Council discusses water concerns despite recent rainfall

RALEIGH On the first day of spring, Wake County's Falls Lake is full. Durham's water supplies, Jordan Lake and Lake Michie, are also full.

Given all of the recent rain, why did the North Carolina Drought Management Advisory Council meet Friday to talk about drought? "I think everybody's just taking a proactive stance," said Vicki Westbrook, Durham Public Utilities.

State Climatologist Ryan Boyles told Eyewitness News the group wants to stay on of any future droughts.

According to the group, 2009 does not appear to be anuthing like 2007.

"There's no threat of a repeat of the exceptional drought that I think anybody sees on the horizon," said Dale Crisp, Raleigh Public Utilities.

Because of the past, current and future conditions will be monitored carefully. Even the first couple of months this year led to worry.

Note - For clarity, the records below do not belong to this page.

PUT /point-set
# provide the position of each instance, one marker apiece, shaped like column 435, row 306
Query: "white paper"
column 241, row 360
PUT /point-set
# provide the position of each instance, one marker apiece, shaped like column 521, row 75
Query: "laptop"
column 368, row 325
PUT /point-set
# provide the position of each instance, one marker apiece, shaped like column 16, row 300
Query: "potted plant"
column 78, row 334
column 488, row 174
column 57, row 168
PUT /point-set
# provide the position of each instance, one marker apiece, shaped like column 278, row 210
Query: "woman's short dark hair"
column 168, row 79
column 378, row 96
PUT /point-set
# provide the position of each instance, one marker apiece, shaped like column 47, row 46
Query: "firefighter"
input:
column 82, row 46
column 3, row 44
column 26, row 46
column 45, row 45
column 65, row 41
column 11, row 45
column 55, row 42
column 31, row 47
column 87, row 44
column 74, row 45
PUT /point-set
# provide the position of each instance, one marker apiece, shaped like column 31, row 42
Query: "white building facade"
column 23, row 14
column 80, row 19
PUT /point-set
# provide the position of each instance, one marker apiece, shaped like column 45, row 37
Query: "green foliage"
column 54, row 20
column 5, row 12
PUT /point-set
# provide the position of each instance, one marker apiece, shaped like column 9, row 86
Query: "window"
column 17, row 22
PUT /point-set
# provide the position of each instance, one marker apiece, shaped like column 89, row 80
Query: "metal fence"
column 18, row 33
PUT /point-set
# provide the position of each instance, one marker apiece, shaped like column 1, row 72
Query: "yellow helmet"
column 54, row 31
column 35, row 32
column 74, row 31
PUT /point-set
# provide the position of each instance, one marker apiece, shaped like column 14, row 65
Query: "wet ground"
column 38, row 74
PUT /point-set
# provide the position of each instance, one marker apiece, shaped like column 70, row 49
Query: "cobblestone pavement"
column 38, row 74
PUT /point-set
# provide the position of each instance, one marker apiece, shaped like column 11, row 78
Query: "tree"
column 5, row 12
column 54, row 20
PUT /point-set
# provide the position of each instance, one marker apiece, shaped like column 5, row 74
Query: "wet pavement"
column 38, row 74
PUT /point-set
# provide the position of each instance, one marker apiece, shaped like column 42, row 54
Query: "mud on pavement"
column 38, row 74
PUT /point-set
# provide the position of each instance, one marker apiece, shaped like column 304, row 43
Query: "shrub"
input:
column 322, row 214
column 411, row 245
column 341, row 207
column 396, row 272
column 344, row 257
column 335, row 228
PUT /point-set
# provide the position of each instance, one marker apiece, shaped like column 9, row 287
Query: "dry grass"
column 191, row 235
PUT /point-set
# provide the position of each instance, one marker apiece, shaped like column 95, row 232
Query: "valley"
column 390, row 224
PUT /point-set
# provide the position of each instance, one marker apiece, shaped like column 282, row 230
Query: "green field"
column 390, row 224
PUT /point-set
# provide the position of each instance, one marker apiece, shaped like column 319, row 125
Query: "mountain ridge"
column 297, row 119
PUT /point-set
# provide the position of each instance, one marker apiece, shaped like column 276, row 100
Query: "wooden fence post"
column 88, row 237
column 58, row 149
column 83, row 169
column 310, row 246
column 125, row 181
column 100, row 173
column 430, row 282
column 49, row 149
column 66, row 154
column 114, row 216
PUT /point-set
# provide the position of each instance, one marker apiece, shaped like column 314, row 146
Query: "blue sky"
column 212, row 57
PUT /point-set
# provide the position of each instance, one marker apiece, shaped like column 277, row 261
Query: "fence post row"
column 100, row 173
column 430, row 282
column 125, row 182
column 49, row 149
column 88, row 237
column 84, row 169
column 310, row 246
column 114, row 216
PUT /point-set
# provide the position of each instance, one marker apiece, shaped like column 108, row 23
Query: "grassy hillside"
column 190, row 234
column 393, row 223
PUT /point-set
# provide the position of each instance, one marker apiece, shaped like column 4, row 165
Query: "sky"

"We were quite dry especially in the latter of January and all of February we were really concerned we might be moving into some problem," Boyles said. "Two big rainfall events in the past 2 to 3 weeks have made all the difference."

And now in the Triangle, things are looking good as we enter spring and summer.

Despite the good outlook, several counties in the western part of the state remain in a drought..

According to the U.S. Drought Monitor, 12 counties in southwestern NC have severe drought conditions and 15 were in moderate drought. Forty-five counties in the western Piedmont and eastern part of the state are classified as abnormally dry.